Menu do restaurante Vittorio Emanuele nos leva a uma viagem pela Itália

0

Ah, que saudade que eu estava do Restaurante Vittorio Emanuele II (R. Fernando de Noronha, 1352): do ambiente, do atendimento e, claro, dos pratos deliciosos. Fazia tempo que eu não aparecia e, logo que cheguei, já fui pedindo desculpas à Cris, proprietária. Mas, na quinta-feira passada, eu estava com vontade de relembrar o gostinho da autêntica cozinha italiana, tão autêntica que já há alguns anos é certificada com o selo Ospitalitá Italiana, concedido pelo governo Italiano.

Desculpas aceitas, novidades em dia, pedi o Menu Especial, servido de terça a quinta-feira, uma combinação em que, por R$ 55 é possível degustar a entrada, o prato principal e a sobremesa. A bebida? A gente pede um vinho italiano para harmonizar! Eu sou suspeito para dizer a qualidade da gastronomia do chef Alessandro Saba. Ali já jantei com amigos, afilhados e ex-namoradas. Sozinho, muitas das vezes. E o cardápio sempre foi impecável. Eu sugiro que neste restinho de ano, você leve alguém para comer uma boa comida, ter um excelente atendimento e desfrutar de ótimos momentos. E vamos entender a razão para isso.

Esse pãozinho característico é delicioso com azeite e com as entradas (Fotos: Fábio Luporini)

Aqueles pãezinhos que o chef faz são simplesmente divinos. Italianos mesmo, dá pra comer com azeite ou, como fiz, misturar com a entrada, seja qual for. Para diferenciar um pouco, resolvei pedir o carpaccio de filé mignon, que eu nunca havia provado. Sozinho ou no meio do pãozinho, tanto faz fica bom dos dois jeitos! Bom, apenas com a entrada eu já estaria satisfeito. Mas, vinham ainda outros dois pratos.

Carpaccio de filé mignon é uma das opções da entrada do menu especial

Por indicação da Cris, fui no carbonara: spaghetti, alho e óleo, carbonara. Olha que eu já degustei bons pratos desse tipo, inclusive em Roma. O da semana passada, entretanto, estava, como se diz no dito popular, de comer rezando. Detalhe: extremamente bem servido, porque eu certamente saí de lá com uns quilos a mais. E com uma felicidade sem tamanho!

O spaghetti, alho e óleo, carbonara, como se pode ver, é bem servido!
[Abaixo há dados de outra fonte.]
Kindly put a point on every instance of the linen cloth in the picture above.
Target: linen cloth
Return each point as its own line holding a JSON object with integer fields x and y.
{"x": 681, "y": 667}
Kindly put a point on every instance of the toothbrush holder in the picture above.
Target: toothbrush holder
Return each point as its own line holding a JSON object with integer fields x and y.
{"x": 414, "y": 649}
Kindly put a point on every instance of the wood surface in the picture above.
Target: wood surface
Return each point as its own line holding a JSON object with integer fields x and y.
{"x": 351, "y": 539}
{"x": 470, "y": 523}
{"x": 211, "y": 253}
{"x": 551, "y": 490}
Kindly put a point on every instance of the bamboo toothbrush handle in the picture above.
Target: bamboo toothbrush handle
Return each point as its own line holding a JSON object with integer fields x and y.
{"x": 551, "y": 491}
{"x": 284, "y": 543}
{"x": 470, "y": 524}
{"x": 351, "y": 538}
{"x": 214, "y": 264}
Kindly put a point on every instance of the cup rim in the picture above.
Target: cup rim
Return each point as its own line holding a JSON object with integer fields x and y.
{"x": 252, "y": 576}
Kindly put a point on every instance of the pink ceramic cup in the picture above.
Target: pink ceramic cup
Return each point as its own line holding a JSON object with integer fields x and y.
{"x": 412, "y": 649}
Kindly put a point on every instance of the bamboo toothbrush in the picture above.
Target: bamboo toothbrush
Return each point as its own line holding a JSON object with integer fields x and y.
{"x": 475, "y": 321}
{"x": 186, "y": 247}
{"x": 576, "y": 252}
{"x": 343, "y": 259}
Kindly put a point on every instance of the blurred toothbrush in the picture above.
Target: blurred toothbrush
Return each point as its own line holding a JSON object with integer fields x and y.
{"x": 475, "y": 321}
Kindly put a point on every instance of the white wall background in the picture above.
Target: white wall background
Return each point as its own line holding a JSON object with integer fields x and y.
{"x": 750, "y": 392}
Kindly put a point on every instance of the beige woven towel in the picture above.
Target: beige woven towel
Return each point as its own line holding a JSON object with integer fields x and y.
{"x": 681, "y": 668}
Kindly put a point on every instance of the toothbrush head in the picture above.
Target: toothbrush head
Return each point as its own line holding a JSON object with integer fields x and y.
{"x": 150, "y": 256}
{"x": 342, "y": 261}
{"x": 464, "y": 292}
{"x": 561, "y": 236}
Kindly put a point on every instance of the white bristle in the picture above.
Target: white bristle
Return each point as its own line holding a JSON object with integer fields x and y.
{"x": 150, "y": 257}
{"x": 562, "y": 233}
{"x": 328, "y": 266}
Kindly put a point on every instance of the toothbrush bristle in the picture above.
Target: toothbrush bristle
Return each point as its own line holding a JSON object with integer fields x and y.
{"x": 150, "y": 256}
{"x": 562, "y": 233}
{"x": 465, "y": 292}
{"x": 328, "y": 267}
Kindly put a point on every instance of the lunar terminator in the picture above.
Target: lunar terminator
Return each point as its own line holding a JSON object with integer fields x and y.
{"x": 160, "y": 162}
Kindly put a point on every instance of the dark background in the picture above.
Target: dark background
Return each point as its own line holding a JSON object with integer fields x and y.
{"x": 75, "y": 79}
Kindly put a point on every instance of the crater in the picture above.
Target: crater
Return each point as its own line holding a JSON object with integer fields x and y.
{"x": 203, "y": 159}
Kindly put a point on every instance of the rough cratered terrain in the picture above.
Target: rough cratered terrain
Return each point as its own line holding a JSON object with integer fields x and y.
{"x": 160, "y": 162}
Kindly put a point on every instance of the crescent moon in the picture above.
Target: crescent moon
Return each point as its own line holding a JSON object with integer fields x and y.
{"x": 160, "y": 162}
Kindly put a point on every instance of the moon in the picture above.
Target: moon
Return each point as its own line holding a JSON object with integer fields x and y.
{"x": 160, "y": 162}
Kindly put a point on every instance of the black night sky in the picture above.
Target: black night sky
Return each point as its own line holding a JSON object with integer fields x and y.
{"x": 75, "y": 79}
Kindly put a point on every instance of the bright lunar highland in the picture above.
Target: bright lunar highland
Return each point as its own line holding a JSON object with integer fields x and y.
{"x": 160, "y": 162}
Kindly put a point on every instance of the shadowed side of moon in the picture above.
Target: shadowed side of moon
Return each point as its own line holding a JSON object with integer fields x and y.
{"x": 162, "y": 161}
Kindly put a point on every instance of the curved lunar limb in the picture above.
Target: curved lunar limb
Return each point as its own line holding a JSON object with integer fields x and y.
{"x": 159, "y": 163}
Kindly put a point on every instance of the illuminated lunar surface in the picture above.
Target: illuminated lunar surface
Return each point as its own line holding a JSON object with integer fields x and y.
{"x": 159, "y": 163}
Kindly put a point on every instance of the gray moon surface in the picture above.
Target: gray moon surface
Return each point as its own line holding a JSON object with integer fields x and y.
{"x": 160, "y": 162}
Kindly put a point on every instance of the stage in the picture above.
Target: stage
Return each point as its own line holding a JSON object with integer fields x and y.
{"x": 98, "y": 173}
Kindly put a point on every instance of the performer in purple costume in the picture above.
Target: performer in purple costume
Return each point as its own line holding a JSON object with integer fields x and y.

Por fim, a sobremesa, uma que eu também nunca tinha experimentado: bonet, que é um pudim de chocolate com suspiro, amêndoas e calda de caramelo. A Cris diz que é um doce típico do norte italiano, da região de Piemonte, cuja capital é o Turim e onde se fazem ótimos vinhos. Quem me conhece sabe que sou viciado em chocolate. E que, mesmo depois de ter sido extremamente bem servido e estar satisfeito, não podia ir embora sem degustar o bonet.

Bonet é um pudim de chocolate com suspiro, amêndoas e calda de caramelo da região de Piemonte

De lá saí feliz. Como saí todas as vezes que fui. Porque ali me sinto em casa. Não apenas pela grande amizade que tenho pela Cris e admiração por ela e pelo chef, mas, sobretudo, porque ali se come bem e uma comida originalmente italiana. Vale a pena investir uns troquinhos neste fim de ano, para oferecer a alguém que se ama uma agradável noite romântica. Ou simplesmente gastar tempo para jogar uma conversa fora enquanto se degusta excelentes pratos.

Não deu tempo de falar do licor do chef, que vai ser tema de outra matéria. Talvez dê tempo de voltar lá nesse ainda. O restaurante vai funcionar normalmente nas semanas que antecedem o Natal e o Ano Novo, sempre de terça a sábado.